How juvenile enrichment unlocks an otherwise latent cAMP/p38-dependent signaling cascade to enhance LTP in both enriched mice and in their future offspring remains to be revealed. For example, which component of EE, enhanced social interaction, exposure to novel stimuli or exercise is mostly responsible? Moreover, while it is clear that the EE effect must be indirect in the offspring of enriched mice, possibly through the endocrine system of their mother, is this also true for mice exposed directly to EE? Nevertheless, it is likely that in both generations a long-lasting change in the transcription of a rate-limiting gene(s) product that promotes this signaling cascade is involved.
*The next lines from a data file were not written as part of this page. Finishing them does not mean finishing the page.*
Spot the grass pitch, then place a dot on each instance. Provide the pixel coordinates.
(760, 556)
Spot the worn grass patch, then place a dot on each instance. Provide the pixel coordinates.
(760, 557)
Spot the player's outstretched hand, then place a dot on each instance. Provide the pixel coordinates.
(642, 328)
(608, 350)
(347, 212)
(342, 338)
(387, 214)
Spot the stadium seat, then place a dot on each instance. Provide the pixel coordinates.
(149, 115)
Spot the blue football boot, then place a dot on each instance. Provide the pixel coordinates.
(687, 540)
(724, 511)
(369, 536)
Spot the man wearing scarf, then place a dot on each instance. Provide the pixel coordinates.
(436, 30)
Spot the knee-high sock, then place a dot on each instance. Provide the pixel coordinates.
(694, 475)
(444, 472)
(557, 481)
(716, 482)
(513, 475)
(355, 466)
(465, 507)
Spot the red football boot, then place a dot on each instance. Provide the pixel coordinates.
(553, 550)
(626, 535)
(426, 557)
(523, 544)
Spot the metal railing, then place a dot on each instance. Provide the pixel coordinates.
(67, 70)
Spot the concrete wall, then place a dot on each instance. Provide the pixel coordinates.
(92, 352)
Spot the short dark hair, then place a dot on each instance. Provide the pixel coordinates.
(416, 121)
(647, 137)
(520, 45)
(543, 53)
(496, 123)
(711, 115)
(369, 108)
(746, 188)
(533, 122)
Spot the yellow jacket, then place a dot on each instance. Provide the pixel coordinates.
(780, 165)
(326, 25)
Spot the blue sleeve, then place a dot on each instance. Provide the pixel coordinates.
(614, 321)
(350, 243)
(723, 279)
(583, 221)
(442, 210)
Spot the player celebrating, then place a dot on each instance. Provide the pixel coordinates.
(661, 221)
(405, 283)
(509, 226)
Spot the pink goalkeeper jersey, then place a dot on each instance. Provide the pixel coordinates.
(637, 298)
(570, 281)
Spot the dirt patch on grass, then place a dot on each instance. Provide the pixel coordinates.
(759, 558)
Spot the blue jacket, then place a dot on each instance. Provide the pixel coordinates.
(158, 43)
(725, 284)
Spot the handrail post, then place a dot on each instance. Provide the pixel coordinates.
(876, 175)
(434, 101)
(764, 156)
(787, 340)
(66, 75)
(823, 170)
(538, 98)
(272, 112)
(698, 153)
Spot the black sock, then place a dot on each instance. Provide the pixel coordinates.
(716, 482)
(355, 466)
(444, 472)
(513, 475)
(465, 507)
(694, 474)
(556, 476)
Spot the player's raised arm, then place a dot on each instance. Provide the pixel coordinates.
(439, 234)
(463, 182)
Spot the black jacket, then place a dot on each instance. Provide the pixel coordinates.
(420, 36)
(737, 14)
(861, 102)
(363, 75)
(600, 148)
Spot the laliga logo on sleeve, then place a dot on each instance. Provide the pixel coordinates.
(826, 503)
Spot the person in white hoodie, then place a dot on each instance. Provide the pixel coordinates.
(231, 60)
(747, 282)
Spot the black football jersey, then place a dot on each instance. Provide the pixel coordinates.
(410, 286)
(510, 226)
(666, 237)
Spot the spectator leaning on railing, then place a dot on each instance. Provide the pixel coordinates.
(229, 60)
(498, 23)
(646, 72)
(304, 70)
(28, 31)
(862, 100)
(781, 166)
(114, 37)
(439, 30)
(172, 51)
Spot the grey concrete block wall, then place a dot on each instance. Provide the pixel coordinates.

It is highly likely that an enriched environment influences many signaling cascades in the brain and a variety of memory functions in young mice, not just the ones we detected here. Thus, EE likely influences many aspects of animal behavior that could be passed on to the next generation. We could clearly detect EE-induced enhancement of contextual fear memory across generations of ras-grf knock-out mice that correlated tightly with EE induced enhancement of LTP. However, we found that the 2 week EE paradigm used in these experiments had only a small, if any, effect on contextual fear memory in wild-type mice (data not shown). Thus, we could not confirm that EE effects on this particular behavior could be transmitted transgenerationally in normal mice. This could be a reflection of the fact that the enhancement of contextual fear memory by juvenile enrichment is most important when learning capabilities are suppressed, such as in ras-grf knock-out mice or possibly in learning-disabled humans. Another possibility is that contextual fear memory is not the behavior that is most sensitive to the novel cAMP/p38/LTP pathway that we have identified. Contextual fear memory can be demonstrated in all animal ages, but EE can only activate the cAMP/ p38/LTP pathway in young mice and in their offspring through adolescence. Future experiments are aimed at specifically blocking this newly identified NMDAR/p38/LTP signaling cascade in mice, without blocking other cascades that influence synaptic plasticity. In this way, we hope to reveal its unique contribution to adolescent behavior. The fact that a mechanism has evolved to insure that this signaling cascade is functional through early adolescence in the offspring of enriched mice, even if the offspring are not exposed to EE, strongly argues that its role in adolescent behavior is a very important one.
The enriched environment used as an experimental paradigm in these studies may actually be more natural than a conventional laboratory environment that may border on sensory deprivation. Thus, the transgenerational inheritance of this new LTP-inducing signaling pathway may be a mechanism that has evolved to protect one's offspring from deleterious effects of sensory deprivation, which may be particularly potent in the young and exacerbated by the presence of mutations in signaling molecules like GRF proteins that contribute to synaptic plasticity. Overall, this study highlights the power of environmental stimulation during youth to influence the composition of signaling networks that influence synaptic plasticity and memory formation, not only in the enriched animal, but also in their future offspring during their youth.